Chapter 15. Finding Sites to Link to Yours
In This Chapter
Getting other sites to link to you
Finding who links to your competition
Reciprocal link campaigns
Building links through syndication
In Chapter 14, I explain the value of linking — why your site needs to have backlinks (links from other sites pointing to it). Now you have the problem of finding those sites.
Chapter 14 gives you some basic criteria. You need links from pages that are already indexed by the search engines. Pages with high PageRanks are more valuable than those with low PageRanks. Links from related sites may be more valuable, and so on. However, when searching for links, you probably don't want to be too fussy to start with. A link is a link. Contrary to popular opinion, links bring value — even links from unrelated sites.

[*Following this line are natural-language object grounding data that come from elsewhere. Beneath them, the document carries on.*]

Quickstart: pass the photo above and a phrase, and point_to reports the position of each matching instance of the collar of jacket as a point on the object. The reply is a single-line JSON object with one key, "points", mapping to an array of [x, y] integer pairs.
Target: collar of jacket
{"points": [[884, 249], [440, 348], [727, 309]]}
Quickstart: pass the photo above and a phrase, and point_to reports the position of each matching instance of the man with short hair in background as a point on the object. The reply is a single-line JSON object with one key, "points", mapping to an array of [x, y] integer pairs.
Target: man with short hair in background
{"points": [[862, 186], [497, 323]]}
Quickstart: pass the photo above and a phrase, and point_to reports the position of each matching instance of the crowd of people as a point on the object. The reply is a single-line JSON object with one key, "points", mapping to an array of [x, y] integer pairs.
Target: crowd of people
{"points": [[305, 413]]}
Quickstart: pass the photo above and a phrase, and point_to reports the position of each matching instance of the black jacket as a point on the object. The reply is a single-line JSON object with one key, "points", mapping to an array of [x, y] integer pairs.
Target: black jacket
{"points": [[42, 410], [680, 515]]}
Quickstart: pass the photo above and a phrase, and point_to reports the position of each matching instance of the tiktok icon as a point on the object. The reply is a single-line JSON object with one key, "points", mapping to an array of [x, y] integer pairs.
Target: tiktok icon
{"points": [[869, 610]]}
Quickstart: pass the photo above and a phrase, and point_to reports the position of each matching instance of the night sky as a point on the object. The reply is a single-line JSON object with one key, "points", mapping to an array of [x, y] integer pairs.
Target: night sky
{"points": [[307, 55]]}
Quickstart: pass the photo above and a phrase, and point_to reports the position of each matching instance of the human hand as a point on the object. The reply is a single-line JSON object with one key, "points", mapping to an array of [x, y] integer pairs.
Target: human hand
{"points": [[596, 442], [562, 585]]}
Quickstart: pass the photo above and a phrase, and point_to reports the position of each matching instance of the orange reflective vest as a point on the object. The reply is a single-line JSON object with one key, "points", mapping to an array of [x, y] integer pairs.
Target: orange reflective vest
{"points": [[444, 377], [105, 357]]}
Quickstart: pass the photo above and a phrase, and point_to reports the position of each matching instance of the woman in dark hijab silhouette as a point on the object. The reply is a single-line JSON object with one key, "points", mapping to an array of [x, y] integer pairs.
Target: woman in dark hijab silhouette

It's common in the SEO business to say that only links from "relevant" sites have value, but I don't believe that's true. How do search engines know which sites are relevant, and which aren't? They don't. Sure, they can guess to some degree. But they can't be quite sure. Therefore, my philosophy is that every link from a page that's indexed by search engines has some kind of value. Some will have a higher value than others, but don't get too hung up on relevance. And don't worry too much about PageRank; sure, if you can go after sites with high PageRanks first, do it, but often it makes sense to simply go get links and not worry too much about the rank of the linking page.
Use this chapter to get ...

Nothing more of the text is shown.